I get a LOT of emails. If you have a correction to make, and you don’t know me and have never written to me before, it would be a good idea if you were to introduce yourself to me, and let me know how you know I’m wrong.

Things like “I am the MP’s friend/relative” or “I am a cop investigating the case” or “I found this article saying the opposite of what your casefile says, here’s a link to it” are helpful. This can all be accomplished in a few sentences and will make it much more likely that I’ll give you the time of day.

MP of the week: Sandra Fisher

This week’s featured missing person (which I didn’t get around to changing yesterday, sorry) is Sandra Flynn Fisher, who was last seen at the Russell County Fair in Russell Springs, Kentucky on August 3, 1978. She was 31 at the time, and if still alive she’d be in her seventies today. She left behind at least one child.

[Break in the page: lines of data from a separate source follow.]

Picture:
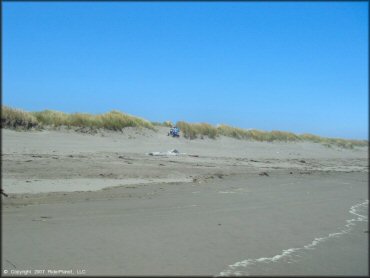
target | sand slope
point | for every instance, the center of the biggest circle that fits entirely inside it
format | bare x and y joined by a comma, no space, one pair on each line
102,204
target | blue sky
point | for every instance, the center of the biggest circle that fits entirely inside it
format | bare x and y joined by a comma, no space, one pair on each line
293,66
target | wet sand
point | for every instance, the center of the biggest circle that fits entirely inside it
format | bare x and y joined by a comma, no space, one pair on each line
208,212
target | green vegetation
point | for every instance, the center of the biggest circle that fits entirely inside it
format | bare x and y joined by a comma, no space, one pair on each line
191,131
196,130
16,118
115,120
165,123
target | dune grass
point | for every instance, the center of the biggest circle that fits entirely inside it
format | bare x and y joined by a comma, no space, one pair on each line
113,120
191,131
196,130
17,118
116,120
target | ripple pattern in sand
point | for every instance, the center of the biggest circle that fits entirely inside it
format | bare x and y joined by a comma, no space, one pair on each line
241,268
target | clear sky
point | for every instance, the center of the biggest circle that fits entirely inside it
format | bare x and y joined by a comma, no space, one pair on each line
293,66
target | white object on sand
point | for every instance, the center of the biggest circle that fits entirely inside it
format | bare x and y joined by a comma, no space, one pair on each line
171,152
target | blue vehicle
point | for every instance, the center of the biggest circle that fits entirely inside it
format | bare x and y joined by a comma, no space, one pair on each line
174,132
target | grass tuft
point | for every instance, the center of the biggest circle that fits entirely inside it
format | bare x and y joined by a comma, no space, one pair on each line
116,120
113,120
17,118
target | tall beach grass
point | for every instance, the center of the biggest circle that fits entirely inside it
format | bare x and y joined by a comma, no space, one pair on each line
116,120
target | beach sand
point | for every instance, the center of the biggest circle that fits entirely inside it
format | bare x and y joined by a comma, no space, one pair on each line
100,204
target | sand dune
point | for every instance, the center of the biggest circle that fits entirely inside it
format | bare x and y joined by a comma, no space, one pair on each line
103,204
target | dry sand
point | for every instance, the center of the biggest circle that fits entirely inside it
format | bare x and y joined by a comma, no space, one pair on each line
101,205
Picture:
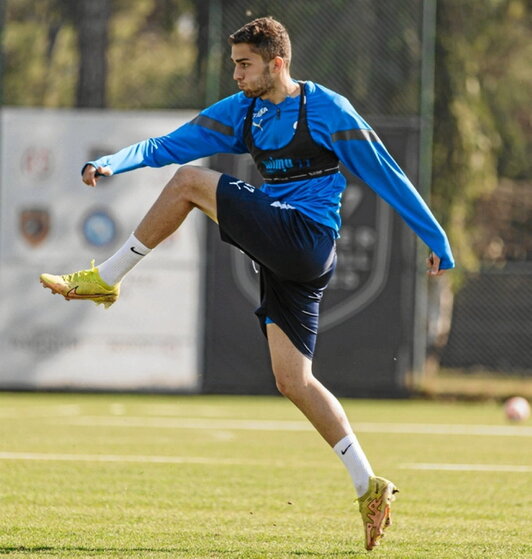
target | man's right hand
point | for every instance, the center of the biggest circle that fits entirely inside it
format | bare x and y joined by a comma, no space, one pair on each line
91,174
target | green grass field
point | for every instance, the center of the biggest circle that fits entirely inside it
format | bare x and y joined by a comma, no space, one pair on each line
245,477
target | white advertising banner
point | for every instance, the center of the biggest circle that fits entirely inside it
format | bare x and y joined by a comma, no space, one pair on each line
150,339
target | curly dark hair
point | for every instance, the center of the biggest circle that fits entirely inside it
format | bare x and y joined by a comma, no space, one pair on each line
267,37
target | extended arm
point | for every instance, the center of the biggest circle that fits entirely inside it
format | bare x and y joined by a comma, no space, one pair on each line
212,131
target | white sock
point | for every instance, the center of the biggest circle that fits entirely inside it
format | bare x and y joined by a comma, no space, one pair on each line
351,454
123,260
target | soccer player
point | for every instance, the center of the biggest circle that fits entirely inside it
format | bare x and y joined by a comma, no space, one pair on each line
297,132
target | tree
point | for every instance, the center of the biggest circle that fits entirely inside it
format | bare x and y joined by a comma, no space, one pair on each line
91,21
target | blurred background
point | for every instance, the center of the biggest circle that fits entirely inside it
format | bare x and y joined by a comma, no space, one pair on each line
446,84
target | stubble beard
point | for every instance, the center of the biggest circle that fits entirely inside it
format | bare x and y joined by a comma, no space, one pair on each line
263,85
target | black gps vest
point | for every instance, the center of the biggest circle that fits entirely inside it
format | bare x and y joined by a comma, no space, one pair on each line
300,159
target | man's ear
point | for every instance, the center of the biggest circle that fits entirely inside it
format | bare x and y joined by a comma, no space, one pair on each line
277,64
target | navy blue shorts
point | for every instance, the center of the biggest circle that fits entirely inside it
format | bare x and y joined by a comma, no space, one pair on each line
296,255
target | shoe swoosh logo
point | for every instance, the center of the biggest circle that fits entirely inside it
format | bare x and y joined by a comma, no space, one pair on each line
346,449
132,249
74,293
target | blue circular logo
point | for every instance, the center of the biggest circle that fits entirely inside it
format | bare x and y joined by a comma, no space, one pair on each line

I got quoted in a Torrington Register Citizen article

Like a month ago I was interviewed about the Connie Smith case, and the articles about it are finally coming out. This one came out on August 13; now the second one has been released, and it contains a quote from me:

Meaghan Good, 32, of Ohio, has been administrator for The Charley Project website since 2004. The site profiles approximately 10,000 “cold case” missing people, mainly from the U.S., from the 1800s up until now, with 10, 671 cases currently open.

Good posits that Connie likely met with foul play: “You see this a lot, especially in the 10-to-13 age group,” she said. “They start becoming more independent but they are still pretty naïve.”

“It is very, very sad,” she said. “The father lived to be a Biblical age and never found out about her. The suspect would likely be dead now. But it is possible for the case to be solved. Technology makes it resolvable.”